Samedi 13 mars. — Programme varié, encadré par deux magnifiques exécutions, sous la direction de M. Paul Paray, de l’Ouverture d’Iphigénie en Aulide de Gluck et de la Symphonie en ré mineur de César Franck.

M. Albert-Lévêque, qui possède, dans l’interprétation des œuvres de Bach, une maîtrise incomparable, exécuta au piano le Concerto en fa majeur pour clavecin et deux flûtes, avec accompagnement d’orchestre. MM. Blanquart et Beuchat étaient ses prestigieux partenaires. Ces trois superbes artistes témoignèrent d’une solidité d’interprétation, d’une justesse et d’une ampleur de style qui leur valurent un succès triomphal, lequel se renouvela, pour les mêmes raisons, lorsque M. Albert-Lévêque se fit ensuite entendre seul dans Prélude et Fugue en fa majeur, extrait du premier livre du Clavecin bien tempéré, auquel l’enthousiasme du public l’obligea à ajouter Prélude et Fugue en ut dièse mineur et Prélude en si bémol.

Accueil chaleureux pour Marine, poème symphonique de M. Bondeville, inspiré par le texte d’Arthur Rimbaud et exécuté il y a trois ans aux Concerts-Lamoureux. C’est une œuvre évocatrice, bien construite, avec son motif initial confié à la trompette qui se dégage d’un fond de houle et qui, après un développement thématique et rythmique fougueux, parfois un peu confus, est repris avec éclat en valeurs augmentées. L’effet est très heureux.

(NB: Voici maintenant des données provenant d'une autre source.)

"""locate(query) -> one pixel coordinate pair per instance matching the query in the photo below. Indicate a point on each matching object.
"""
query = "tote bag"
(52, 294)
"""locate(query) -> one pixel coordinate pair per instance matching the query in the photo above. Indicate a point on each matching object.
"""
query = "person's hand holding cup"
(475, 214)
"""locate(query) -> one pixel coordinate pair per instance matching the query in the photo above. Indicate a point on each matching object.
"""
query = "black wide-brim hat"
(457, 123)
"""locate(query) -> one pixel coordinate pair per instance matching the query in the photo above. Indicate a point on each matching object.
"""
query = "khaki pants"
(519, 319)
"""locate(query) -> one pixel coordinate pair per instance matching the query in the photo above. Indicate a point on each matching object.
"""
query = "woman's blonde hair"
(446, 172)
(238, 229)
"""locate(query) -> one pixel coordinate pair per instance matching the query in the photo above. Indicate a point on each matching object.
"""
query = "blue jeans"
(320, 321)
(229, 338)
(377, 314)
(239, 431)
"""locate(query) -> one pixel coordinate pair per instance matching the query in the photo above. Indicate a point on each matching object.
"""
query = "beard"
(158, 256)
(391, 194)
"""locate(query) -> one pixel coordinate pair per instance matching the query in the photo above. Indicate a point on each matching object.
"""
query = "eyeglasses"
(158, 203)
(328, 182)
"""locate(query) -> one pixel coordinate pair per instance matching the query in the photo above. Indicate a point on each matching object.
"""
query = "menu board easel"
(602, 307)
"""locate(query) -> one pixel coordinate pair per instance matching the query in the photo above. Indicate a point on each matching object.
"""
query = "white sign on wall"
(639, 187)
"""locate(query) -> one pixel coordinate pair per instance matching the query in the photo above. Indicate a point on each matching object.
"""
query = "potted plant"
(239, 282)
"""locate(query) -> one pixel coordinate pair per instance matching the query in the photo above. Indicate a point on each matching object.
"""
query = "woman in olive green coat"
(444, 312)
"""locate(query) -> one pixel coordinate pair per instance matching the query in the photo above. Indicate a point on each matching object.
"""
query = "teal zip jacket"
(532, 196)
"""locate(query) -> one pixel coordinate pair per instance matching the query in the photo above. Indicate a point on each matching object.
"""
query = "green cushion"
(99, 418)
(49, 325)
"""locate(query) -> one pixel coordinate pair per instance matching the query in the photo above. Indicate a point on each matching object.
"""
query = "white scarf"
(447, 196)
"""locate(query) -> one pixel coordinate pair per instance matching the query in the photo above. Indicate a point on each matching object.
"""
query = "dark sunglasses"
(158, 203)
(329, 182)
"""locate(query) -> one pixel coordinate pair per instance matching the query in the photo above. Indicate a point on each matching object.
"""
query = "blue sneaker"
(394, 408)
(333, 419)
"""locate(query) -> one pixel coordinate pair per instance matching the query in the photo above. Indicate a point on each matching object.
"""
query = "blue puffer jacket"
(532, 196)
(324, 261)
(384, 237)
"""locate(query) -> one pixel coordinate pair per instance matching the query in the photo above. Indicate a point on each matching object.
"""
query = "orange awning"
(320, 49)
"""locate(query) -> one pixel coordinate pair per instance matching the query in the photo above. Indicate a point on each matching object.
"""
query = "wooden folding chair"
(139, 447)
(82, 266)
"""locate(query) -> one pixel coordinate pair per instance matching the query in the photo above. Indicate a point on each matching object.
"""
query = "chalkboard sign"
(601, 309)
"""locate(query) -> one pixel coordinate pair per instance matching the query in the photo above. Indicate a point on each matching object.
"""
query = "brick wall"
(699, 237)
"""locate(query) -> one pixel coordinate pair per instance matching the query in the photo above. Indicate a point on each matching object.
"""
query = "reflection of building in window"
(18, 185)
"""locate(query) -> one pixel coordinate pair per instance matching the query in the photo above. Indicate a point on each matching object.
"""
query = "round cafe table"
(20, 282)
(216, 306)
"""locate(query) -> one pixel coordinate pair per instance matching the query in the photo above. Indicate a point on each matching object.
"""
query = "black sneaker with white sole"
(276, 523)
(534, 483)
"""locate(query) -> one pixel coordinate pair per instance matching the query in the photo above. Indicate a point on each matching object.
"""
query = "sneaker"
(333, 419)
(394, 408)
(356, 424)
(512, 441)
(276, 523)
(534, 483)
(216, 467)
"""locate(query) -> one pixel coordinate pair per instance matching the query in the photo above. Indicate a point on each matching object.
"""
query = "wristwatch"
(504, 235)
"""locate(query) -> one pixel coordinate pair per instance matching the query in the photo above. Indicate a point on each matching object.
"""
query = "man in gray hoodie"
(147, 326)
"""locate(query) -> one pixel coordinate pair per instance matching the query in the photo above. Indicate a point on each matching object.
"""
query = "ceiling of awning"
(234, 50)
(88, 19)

Le programme était complété par l’exquise Suite de Gabriel Fauré sur Pelléas et Mélisande, et, en première audition, la Pastorale d’Henri Busser pour clarinette et petit orchestre. C’est une pièce d’un bien joli caractère, appropriée aux ressources de l’instrument solo, qu’elle met en valeur avec une habileté consommée, et où brillèrent la sonorité splendide et l’extraordinaire virtuosité de M. Louis Cahuzac. Succès éclatant et mérité.

P. B.

Dimanche 14 mars. — Mlle Almona chanta l’air de la Messagère de l’Orfeo de Monteverdi et l’air de la Clémence de Titus de Mozart. Elle possède une voix de contralto particulièrement vibrante et sonore, au registre étendu, quoique les notes les plus graves manquent un peu de pureté. Elle paraît faite davantage pour la scène que pour le concert, tant elle témoigne de vaillance et de vigueur. Peut-être pêche-t-elle par l’excès de placidité. Le récit de la Messagère est d’une intensité tragique dans sa simplicité qui ne souffre pas l’indifférence, même de la part d’un bel organe. Mlle Almona fut plus à l’aise dans Mozart, où il lui fut facile de faire valoir une virtuosité éprouvée.

M. Roland Charmy, qui interpréta la Symphonie espagnole de Lalo, est un artiste dans toute la vigueur et le sens musical de sa maturité. Rares sont les solistes qui donnent comme lui cette impression de constant équilibre, de nerfs d’acier dominant un tempérament fort. Et c’est son mérite et son secret aussi de faire accepter sous son archet maintes phrases vulgaires dont la longue pièce de Lalo est semée.

M. Paul Paray faisait entendre en première audition un Stellus de M. L. Dumas, suite tirée d’un poème dramatique de son frère, le regretté poète Charles Dumas. La musique ne nous apporte guère que des poncifs d’une inspiration et d’une forme appartenant à un moment très éphémère, que nous avions appris, depuis Debussy et Fauré, à oublier.

Le concert commençait par la Septième Symphonie de Beethoven et se terminait par la Suite que M. Jacques Ibert a tiré de son ballet Diane de Poitiers.

Michel-Léon Hirsch.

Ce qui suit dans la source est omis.